10,500-Year-Old Chewed Gum Reveals Teen’s Eye Color — Are We Getting Too Personal With Prehistoric Teens?
Un chewing-gum mâché vieux de 10 500 ans révèle la couleur des yeux d'une adolescente — Enquêtons-nous trop sur la vie intime des ados préhistoriques ?

Mais sérieusement, c’est hallucinant. On ne déterre plus seulement des outils et des os — on reconstitue des personnes réelles, avec leur couleur de cheveux, leur alimentation et leurs problèmes de santé. Le goudron de bouleau n’était pas qu’un chewing-gum ; c’était un médicament, une colle, et peut-être un désodorisant buccal. Et maintenant, c’est une capsule temporelle génétique. Qui aurait dit que l’ennui adolescent avait une telle importance historique ?
En tant que personne travaillant dans ce domaine, je dois préciser : le goudron de bouleau n’était pas un ‘chewing-gum’ récréatif. C’était un matériau multiusage — utilisé pour fixer des outils, imperméabiliser, et oui, parfois mâché pour garder la bouche humide ou soulager une douleur. La préservation de l’ADN est accidentelle, mais inestimable. Nous ne ‘surveillons’ pas une adolescente — nous déverrouillons des siècles d’adaptation humaine.

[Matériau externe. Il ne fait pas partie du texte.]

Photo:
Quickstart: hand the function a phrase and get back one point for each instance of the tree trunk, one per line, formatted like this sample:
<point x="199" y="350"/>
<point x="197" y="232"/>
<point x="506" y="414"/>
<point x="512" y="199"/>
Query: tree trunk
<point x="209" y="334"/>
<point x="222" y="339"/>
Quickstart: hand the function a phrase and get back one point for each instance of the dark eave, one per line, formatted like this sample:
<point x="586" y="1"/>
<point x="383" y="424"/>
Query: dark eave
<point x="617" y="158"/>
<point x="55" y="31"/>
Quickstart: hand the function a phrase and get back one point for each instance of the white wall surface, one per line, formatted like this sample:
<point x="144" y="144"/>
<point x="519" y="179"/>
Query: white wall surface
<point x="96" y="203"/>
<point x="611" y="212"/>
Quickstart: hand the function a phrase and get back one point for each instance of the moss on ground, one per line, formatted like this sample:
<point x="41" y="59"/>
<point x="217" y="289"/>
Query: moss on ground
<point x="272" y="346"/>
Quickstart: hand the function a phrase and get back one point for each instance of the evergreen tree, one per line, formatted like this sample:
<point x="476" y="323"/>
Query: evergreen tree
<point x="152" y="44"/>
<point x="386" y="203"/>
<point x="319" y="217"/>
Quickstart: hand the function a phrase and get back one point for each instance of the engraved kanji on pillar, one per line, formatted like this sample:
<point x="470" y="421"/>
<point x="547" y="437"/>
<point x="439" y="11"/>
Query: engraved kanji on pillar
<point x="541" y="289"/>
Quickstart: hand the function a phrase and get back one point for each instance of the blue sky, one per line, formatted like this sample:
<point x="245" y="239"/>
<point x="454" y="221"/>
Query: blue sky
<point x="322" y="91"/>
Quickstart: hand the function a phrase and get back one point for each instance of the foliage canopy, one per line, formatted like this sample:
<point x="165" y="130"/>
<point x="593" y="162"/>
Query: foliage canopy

On s’arrête un peu. On extrait l’ADN de la salive d’une enfant sans son consentement. C’est éthiquement flou, même si elle vivait il y a 10 000 ans. Est-ce qu’on crée un précédent selon lequel tout reste humain est bon à analyser ? Et si des scientifiques du futur séquençaient notre ADN à partir de gobelets jetés ?
À celle qui s’inquiète du consentement : on ne demande pas non plus la permission aux os de Néandertal. Si on attendait le consentement, 99 % de l’archéologie et de la paléogénétique seraient impossibles. Il ne s’agit pas de l’individu — mais de l’espèce. Faites-vous une raison.
Le fait qu’elle mangeait du cerf, de la truite et des noisettes le confirme : les humains du paléolithique mangeaient mieux que la plupart des gens aujourd’hui. Pas d’aliments transformés, pas de coup de fatigue après le sucre — rien que des protéines et des lipides purs. Si seulement on pouvait revenir en arrière...
Écoutez, ne transformons pas un morceau de goudron mâché en biopic Netflix. Les données sont fascinantes, certes, mais on extrapole beaucoup à partir d’un seul échantillon. On ne connaît pas son nom, sa culture, ses blagues. On connaît sa couleur des yeux — c’est tout. Resterons-nous humbles.
Ok mais... elle était littéralement comme moi. Même âge, mâchouillait des trucs, probablement bordée en cours. Est-ce qu’elle dessinait dans la terre ? Est-ce qu’elle avait un béguin ? Ce n’est pas juste de l’histoire — c’est la vie de quelqu’un.
La salive ancienne devient un artefact célèbre ? C’est l’archéologie moderne à son comble. Ensuite, ils la vendront sur une plateforme NFT comme ‘le premier selfie de l’humanité’.